HUNTSVILLE, Ala. -- Soldiers on the job might be on board an Army helicopter. They might be working in a ground vehicle in a combat zone, or they might be on foot. Wherever they're deployed, they absolutely have to have the ability to know where the enemy is.
"It will pinpoint their location on a map and they're able to go back to their command and tell them this is where these people, these bad guys, are," said John Gibson from SAIC.
Gibson was on hand at the recent AUSA Global Force Symposium at Huntsville's Von Braun Center. He was talking about a special outfitted Polaris ATV at the SAIC booth. The ATV had the desert warfare tan paint job, but otherwise, was covered with communication equipment and sensors. It's what defense contractors refer to as an integrated platform. It can not only detect the bad guys, but it can spread the word too.
"The faster they are able to get communication back to their units, the faster they can get help. The faster they can engage targets, the faster they can have someone come out and get them out of a fight," said Gibson.
The vehicle is described as all-terrain because it can take soldiers into rough places. It can travel there and go to battery power, which essentially makes it silent, and very hard for bad guys to find.
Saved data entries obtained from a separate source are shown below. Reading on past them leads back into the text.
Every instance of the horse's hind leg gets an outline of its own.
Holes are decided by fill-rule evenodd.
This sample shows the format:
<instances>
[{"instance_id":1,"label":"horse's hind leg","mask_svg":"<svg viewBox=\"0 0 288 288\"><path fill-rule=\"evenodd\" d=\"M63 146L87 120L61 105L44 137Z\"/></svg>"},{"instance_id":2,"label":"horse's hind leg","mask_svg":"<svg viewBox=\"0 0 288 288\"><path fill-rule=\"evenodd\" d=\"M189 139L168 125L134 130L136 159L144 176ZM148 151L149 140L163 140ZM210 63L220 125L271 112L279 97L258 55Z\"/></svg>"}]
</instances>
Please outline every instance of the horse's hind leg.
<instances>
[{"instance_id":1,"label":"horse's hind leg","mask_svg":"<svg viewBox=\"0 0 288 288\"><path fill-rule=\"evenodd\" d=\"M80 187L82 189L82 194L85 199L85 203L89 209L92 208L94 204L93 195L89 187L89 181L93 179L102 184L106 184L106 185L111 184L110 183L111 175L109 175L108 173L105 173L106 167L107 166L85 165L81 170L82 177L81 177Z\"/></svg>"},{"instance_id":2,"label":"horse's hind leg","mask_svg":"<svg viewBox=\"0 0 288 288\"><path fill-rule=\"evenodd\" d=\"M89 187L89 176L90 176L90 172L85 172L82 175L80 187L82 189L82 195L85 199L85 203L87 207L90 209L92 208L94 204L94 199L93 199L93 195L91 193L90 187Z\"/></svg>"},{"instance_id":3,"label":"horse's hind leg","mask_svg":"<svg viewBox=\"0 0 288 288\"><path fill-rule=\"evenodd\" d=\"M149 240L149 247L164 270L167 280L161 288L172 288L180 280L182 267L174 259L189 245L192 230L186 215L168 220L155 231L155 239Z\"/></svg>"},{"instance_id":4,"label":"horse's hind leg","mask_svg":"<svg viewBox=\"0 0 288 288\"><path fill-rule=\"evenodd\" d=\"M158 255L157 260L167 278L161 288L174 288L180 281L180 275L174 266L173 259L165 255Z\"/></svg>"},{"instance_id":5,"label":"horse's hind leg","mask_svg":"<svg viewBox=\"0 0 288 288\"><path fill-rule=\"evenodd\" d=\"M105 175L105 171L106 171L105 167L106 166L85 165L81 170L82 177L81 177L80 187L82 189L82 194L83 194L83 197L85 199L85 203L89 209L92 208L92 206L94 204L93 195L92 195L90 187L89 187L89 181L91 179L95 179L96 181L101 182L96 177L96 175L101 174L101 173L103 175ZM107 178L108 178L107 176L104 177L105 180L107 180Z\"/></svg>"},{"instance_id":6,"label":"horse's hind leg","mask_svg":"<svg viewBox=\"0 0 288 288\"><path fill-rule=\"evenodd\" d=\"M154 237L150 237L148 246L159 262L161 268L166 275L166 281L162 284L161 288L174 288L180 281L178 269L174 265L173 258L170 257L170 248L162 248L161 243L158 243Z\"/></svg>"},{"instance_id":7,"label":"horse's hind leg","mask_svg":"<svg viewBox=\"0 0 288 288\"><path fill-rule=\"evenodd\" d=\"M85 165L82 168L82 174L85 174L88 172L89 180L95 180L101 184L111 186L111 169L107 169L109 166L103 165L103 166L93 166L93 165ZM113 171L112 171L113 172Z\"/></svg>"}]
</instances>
"To me, being ex-military, one of the best things I love about this vehicle is that we have a battery that's similar to this. That is small and lightweight and compact. A battery which will allow this vehicle to run with everything off. Just strictly off battery for six hours," said Gibson.
The silent running would definitely be important for men and women in a combat situation. It's just one more part of this system that could save lives. Like many other people with other companies at AUSA, that's the thing they liked most about so many new developments.